US defence website The Drive claimed the stealth model of the Z-20 on display had a 'trapezoidal airframe' similar to earlier US studies into stealth versions of the Black Hawk. The Drive claimed Pakistan seized the tail of the crashed stealth Black Hawk, which included extensive use of composite material to reduce noise, weight and radar signature. Pakistan returned the wreckage three weeks later after intensive diplomacy. Tyler Rogoway, the author of the article on The Drive, explained the importance of the tail design as he wrote "loss of that tail upped China's knowledge base on low-observables by at least a decade, especially when it comes to helicopter applications".
Why Z-20 matters
The Z-20 helicopter, which according to Chinese reports first flew in 2013, has emerged in recent years as the most important addition to China's rotary aviation capabilities. The Z-20 is a 'medium-lift' helicopter meant for a range of missions in the Chinese army and navy such as troop and cargo transport, evacuation and anti-submarine and anti-ship missions. Maritime variants of the Z-20 have emerged in the past two years, some touting small anti-ship missiles.
The Drive article speculated a stealth version of the Z-20 could have potential applications in Chinese operations against Taiwan.
The Z-20 has design similarities to the Black Hawk. Experts attribute this to the fact that the US sold China a small fleet of a civilian version of the Black Hawk in the early 1980s.

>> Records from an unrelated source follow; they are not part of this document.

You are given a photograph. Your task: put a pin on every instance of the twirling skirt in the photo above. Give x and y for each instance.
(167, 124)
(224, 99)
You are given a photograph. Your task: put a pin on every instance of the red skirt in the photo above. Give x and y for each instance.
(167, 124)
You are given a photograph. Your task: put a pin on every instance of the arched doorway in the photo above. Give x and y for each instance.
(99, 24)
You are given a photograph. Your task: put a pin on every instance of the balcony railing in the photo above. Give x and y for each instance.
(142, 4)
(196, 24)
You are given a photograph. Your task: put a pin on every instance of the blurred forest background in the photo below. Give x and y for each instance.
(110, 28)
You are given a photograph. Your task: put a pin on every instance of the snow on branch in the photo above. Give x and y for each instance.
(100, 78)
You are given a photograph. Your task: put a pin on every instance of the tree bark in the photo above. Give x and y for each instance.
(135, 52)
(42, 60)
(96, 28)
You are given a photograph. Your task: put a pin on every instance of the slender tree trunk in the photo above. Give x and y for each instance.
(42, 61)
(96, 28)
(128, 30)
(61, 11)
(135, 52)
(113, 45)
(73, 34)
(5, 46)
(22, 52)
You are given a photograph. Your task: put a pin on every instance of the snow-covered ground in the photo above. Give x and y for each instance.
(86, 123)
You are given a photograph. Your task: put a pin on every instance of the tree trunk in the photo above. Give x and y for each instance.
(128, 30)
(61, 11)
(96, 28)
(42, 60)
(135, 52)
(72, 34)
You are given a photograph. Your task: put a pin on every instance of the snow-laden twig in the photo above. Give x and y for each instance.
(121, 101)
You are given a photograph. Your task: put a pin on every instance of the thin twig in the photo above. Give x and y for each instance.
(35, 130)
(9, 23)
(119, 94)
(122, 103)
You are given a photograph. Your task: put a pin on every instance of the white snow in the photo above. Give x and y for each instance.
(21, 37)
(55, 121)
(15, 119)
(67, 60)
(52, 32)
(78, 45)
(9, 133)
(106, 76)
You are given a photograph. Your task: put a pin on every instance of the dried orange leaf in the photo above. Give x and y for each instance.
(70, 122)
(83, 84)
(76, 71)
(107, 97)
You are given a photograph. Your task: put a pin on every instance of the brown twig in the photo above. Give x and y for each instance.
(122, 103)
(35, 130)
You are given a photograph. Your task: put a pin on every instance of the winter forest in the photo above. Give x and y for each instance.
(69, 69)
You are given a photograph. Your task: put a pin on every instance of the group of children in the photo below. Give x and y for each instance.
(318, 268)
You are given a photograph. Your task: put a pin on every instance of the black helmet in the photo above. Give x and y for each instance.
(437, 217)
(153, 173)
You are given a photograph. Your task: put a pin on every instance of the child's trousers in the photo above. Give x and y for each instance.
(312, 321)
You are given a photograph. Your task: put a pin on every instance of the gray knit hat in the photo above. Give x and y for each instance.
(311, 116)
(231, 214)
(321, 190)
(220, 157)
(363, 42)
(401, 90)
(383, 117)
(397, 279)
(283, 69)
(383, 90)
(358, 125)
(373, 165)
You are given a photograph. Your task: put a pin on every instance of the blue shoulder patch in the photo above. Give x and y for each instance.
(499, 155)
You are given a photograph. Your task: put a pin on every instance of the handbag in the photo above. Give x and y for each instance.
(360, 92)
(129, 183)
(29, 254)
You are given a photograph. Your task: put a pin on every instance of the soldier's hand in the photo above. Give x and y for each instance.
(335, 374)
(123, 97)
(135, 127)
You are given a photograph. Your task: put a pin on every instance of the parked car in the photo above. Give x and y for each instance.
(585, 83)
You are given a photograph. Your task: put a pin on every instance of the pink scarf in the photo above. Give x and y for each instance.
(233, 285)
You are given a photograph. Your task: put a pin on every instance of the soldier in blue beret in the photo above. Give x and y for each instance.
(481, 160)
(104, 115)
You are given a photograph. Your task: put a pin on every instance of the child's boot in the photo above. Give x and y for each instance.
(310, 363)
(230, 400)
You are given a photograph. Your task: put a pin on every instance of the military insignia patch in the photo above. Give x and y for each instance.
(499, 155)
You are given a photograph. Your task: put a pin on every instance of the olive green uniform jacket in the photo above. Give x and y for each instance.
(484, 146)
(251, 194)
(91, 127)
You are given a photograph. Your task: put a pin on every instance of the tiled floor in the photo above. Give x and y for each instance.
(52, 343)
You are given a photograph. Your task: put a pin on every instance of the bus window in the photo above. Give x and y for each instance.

History of deceit by Pakistan
Osama Bin Laden was the world's most wanted man for decades. But he proved to be the means for China to leapfrog technical barriers in its development of military technology. With a little help from Pakistan!
Shortly after the raid that killed Osama Bin Laden, US Congressman Dana Rohrabacher wrote a letter to his colleagues on May 9, 2011, about Pakistan's strategic relationship with China. Rohrabacher alleged Pakistan had transferred to China a Tomahawk cruise missile that the US Navy fired in 1998 in an attack on Bin Laden's camps in Afghanistan. At least one of the Tomahawk missiles malfunctioned in flight. Rohrabacher wrote, "In 1998, Pakistan’s military and intelligence services facilitated the transfer to Communist China of a Taliban-recovered unexploded American Tomahawk cruise missile, which we fired in an attempt to kill Osama Bin Laden and members of al-Qaeda. The Communist Chinese reverse-engineered the missile and dissected its components allowing them to learn its vulnerabilities and defeat its capabilities."
The US had launched the attack on Bin Laden in 1998 to retaliate against suicide bomb strikes against its embassies in Kenya and Tanzania earlier that year. Ironically, back then itself, US experts had expressed concerns of Pakistan handing over technology from the Tomahawk to China as Pakistani officials claimed they were studying the missile.
In 2020, former Pakistan prime minister Nawaz Sharif claimed that Pakistan had reverse-engineered the Tomahawk missile that malfunctioned. The US attack on Bin Laden in 1998 happened when Sharif was prime minister.